Canadian Nurses Foundation · National
Chapman HRNA Harm Reduction Award
About this award
Get up to $10,000 for your PhD in nursing if you have experience in harm reduction — apply between December and late January.
You can receive up to $10,000 for your studies. This is a scholarship, not a loan, so you do not have to pay it back. This is for you if you are a nurse with a background in harm reduction who is pursuing a doctoral degree. Applications open each December for the following academic year and typically close in late January. No specific time zone is posted publicly — before you start the application, check the Canadian Nurses Foundation (CNF — the national organization supporting nursing education) program page or call their office to confirm when applications open and close this year. You will hear back via the methods specified on their portal. The CNF awards committee selects winners based on merit. They award over 135 scholarships per year across all tiers, but they do not publish the exact number of winners for this specific award — ask the CNF how many applicants they typically receive so you can judge your odds. Ask the Canadian Nurses Foundation during your application how the money will reach you — some awards pay students directly, others apply funds to tuition. Confirm this so you can plan your cash flow. Renewal conditions aren't listed — if you're counting on this for multiple years, confirm with the Canadian Nurses Foundation whether it's one-time or renewable and what you need to maintain.
Can you get it?
- Canadian Citizen or Permanent Resident — citizenship requirement
- Graduate — study level
- Studying nursing — field of study
How to apply
Review eligibility and gather your documents~1 hour
Read the official award page end-to-end. Confirm you meet every requirement before you start.

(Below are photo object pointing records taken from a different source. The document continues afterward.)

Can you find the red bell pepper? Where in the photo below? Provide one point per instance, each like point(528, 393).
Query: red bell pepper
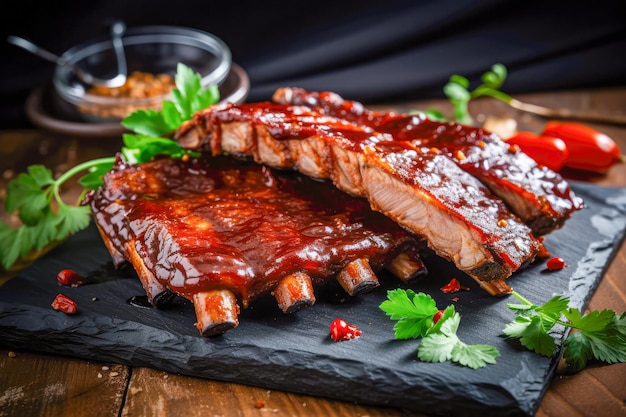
point(589, 149)
point(545, 150)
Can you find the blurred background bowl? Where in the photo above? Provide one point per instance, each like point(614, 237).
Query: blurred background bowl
point(149, 50)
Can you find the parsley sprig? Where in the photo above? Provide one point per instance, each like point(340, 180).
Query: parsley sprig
point(459, 94)
point(45, 218)
point(414, 313)
point(35, 196)
point(599, 335)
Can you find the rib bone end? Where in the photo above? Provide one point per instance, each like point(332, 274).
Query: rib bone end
point(358, 277)
point(294, 292)
point(217, 312)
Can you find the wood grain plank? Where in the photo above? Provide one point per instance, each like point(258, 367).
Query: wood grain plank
point(35, 385)
point(155, 393)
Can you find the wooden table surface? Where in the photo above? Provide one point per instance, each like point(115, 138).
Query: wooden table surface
point(34, 384)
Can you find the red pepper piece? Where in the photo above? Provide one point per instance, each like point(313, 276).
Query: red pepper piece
point(340, 330)
point(589, 149)
point(453, 286)
point(545, 150)
point(64, 304)
point(70, 278)
point(556, 263)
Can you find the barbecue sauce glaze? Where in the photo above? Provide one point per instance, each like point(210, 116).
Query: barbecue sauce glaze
point(220, 223)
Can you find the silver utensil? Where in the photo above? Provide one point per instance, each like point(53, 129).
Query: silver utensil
point(117, 31)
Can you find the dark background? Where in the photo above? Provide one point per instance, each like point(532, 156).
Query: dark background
point(373, 51)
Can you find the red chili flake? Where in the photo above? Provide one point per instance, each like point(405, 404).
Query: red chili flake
point(64, 304)
point(437, 316)
point(556, 263)
point(340, 330)
point(70, 278)
point(453, 286)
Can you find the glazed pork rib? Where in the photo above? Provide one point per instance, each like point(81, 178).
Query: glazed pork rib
point(420, 188)
point(536, 194)
point(220, 231)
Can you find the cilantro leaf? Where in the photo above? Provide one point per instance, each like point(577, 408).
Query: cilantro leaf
point(600, 335)
point(445, 345)
point(531, 333)
point(414, 312)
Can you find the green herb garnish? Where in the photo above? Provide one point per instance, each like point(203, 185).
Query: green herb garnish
point(599, 335)
point(440, 343)
point(458, 92)
point(47, 220)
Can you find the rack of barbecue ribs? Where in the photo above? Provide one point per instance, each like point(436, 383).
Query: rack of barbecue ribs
point(221, 231)
point(215, 230)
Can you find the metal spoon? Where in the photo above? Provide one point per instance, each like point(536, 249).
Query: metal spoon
point(117, 30)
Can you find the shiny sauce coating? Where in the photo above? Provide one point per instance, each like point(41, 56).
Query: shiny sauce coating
point(221, 223)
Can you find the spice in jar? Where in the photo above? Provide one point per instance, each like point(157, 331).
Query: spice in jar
point(139, 85)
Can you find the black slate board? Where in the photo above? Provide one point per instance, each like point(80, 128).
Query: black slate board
point(294, 352)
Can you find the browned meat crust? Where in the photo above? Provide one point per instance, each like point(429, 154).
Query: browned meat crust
point(420, 188)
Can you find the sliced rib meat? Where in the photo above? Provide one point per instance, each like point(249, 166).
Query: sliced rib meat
point(539, 196)
point(423, 190)
point(218, 230)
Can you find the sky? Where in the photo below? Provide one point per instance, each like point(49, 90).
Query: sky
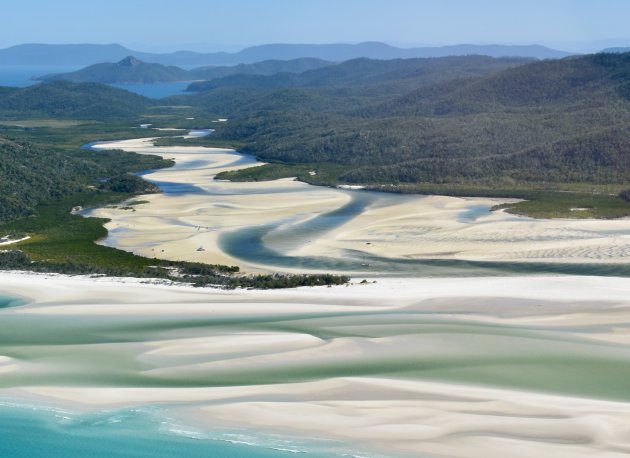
point(209, 25)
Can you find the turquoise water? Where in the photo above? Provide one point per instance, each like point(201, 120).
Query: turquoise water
point(32, 432)
point(6, 302)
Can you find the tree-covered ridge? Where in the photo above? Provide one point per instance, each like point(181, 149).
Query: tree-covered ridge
point(32, 174)
point(133, 70)
point(128, 70)
point(62, 99)
point(266, 67)
point(362, 73)
point(561, 121)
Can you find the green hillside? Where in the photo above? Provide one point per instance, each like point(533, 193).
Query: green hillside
point(128, 70)
point(551, 121)
point(62, 99)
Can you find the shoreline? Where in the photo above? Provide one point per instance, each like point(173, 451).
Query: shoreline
point(390, 228)
point(387, 411)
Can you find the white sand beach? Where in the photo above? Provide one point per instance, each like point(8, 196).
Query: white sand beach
point(255, 358)
point(174, 226)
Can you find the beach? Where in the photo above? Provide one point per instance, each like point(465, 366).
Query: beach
point(451, 367)
point(439, 346)
point(199, 218)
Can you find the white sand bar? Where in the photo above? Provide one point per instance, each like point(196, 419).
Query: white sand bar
point(470, 367)
point(175, 225)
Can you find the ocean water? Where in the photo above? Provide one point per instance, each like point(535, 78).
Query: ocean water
point(36, 432)
point(22, 76)
point(6, 302)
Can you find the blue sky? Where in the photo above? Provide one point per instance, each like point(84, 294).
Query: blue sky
point(210, 25)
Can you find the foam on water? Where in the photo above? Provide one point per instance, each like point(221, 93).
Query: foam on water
point(36, 431)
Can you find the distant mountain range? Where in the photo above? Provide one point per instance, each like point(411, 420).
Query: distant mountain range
point(88, 54)
point(133, 70)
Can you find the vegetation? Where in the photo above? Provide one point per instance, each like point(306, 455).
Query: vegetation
point(44, 175)
point(128, 70)
point(62, 99)
point(540, 126)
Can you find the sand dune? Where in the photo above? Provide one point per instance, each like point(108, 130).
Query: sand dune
point(275, 360)
point(173, 226)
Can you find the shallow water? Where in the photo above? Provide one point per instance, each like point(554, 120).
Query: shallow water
point(35, 432)
point(6, 301)
point(273, 245)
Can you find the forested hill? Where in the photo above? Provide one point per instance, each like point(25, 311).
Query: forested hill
point(128, 70)
point(32, 174)
point(267, 67)
point(62, 99)
point(544, 122)
point(362, 72)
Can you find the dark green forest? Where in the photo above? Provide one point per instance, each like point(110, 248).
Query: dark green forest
point(540, 123)
point(554, 132)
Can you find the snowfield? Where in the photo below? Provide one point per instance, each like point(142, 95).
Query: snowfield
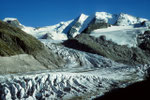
point(84, 74)
point(122, 35)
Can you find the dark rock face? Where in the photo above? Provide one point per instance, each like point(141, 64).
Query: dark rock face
point(95, 25)
point(144, 41)
point(46, 36)
point(14, 41)
point(136, 91)
point(109, 49)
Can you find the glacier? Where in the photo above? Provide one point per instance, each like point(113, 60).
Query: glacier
point(84, 75)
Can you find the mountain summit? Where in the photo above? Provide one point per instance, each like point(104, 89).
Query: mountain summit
point(63, 30)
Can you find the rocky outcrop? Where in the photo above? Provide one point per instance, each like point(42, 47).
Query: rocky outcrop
point(95, 25)
point(13, 41)
point(109, 49)
point(144, 41)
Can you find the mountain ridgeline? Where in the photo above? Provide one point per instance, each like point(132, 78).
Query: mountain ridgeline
point(14, 41)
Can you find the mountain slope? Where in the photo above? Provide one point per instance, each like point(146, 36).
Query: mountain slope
point(69, 29)
point(14, 41)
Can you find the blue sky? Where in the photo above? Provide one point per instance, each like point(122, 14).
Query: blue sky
point(48, 12)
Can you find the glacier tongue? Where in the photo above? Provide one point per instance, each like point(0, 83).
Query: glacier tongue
point(85, 75)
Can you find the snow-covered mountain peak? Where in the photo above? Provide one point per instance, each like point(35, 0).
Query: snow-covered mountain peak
point(13, 21)
point(82, 17)
point(9, 19)
point(126, 19)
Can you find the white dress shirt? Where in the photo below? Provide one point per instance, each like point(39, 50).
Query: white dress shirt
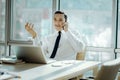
point(68, 47)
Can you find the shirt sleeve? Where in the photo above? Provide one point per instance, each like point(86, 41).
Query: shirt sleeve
point(75, 41)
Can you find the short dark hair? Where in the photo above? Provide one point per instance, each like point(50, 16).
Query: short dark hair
point(60, 12)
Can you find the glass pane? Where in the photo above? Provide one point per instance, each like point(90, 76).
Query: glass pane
point(2, 50)
point(37, 12)
point(99, 56)
point(119, 26)
point(92, 18)
point(2, 20)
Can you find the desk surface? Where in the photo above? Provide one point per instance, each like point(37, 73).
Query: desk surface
point(54, 71)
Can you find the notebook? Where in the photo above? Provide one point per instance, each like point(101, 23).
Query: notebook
point(32, 54)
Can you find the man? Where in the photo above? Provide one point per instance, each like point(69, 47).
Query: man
point(61, 45)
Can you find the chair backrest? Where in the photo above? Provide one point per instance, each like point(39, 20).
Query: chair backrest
point(108, 70)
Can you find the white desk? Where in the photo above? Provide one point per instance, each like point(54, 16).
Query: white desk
point(48, 72)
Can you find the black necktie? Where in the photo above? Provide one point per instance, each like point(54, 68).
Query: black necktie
point(56, 45)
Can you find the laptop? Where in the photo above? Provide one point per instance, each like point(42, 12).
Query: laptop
point(32, 54)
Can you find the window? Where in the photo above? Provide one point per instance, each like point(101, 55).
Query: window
point(2, 27)
point(37, 12)
point(119, 26)
point(2, 20)
point(91, 18)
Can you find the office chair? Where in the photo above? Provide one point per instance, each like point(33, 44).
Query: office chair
point(108, 71)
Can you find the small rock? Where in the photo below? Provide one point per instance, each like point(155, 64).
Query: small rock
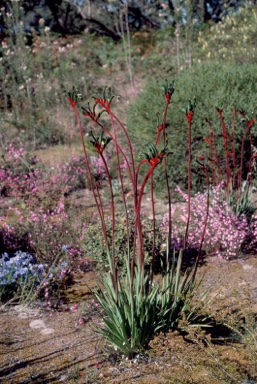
point(35, 324)
point(47, 331)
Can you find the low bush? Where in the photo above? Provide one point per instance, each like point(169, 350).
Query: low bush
point(214, 86)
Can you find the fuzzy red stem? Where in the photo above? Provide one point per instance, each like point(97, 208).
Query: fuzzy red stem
point(99, 205)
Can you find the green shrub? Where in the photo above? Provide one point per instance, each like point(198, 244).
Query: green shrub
point(233, 39)
point(213, 85)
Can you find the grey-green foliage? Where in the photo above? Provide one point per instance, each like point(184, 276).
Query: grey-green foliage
point(141, 308)
point(213, 85)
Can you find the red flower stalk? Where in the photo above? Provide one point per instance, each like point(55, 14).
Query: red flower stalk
point(225, 136)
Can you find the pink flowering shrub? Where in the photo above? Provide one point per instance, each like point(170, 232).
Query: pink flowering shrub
point(226, 234)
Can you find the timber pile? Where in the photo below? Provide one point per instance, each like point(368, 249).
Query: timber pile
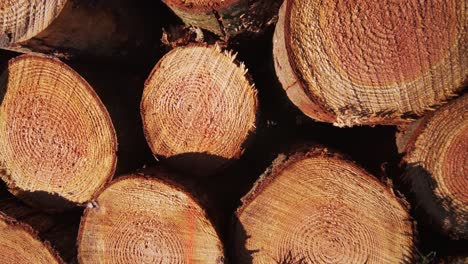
point(138, 131)
point(369, 62)
point(317, 207)
point(436, 158)
point(56, 136)
point(64, 28)
point(198, 108)
point(142, 218)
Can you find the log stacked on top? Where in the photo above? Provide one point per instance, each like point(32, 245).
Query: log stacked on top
point(314, 206)
point(436, 166)
point(57, 142)
point(144, 218)
point(343, 62)
point(199, 109)
point(64, 28)
point(371, 62)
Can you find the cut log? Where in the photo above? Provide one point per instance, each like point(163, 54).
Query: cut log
point(57, 141)
point(436, 168)
point(138, 219)
point(59, 230)
point(111, 28)
point(370, 62)
point(316, 207)
point(454, 260)
point(227, 18)
point(198, 109)
point(19, 243)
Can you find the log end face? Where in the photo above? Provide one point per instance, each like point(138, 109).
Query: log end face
point(198, 108)
point(145, 220)
point(55, 132)
point(19, 243)
point(24, 19)
point(436, 168)
point(372, 63)
point(319, 208)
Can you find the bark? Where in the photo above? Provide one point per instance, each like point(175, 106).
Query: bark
point(314, 206)
point(146, 218)
point(64, 28)
point(57, 142)
point(229, 18)
point(19, 243)
point(353, 64)
point(436, 151)
point(60, 231)
point(199, 109)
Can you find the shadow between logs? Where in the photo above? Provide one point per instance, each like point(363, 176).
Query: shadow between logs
point(432, 210)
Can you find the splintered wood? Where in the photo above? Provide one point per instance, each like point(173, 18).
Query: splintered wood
point(19, 243)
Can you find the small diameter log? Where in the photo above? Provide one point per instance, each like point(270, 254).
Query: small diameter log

Draft and revise your essays~10 hours
Use the STAR framework. Be specific, show impact, proofread twice.
Submit by No deadline~1 hour
Double-check every field, save a copy, and submit at least 24 hours early.
More details
The biggest mistake is listing your job duties without mentioning harm reduction outcomes.
Winners instead use specific examples of how their work reduced patient risk or improved community health.
Detail exactly how your clinical experience matches the goal of this award.
The biggest mistake is providing a generic reference.
Winners instead secure letters from supervisors who can vouch for their specific expertise in harm reduction.
Ask your referee to highlight your leadership in this specialized field.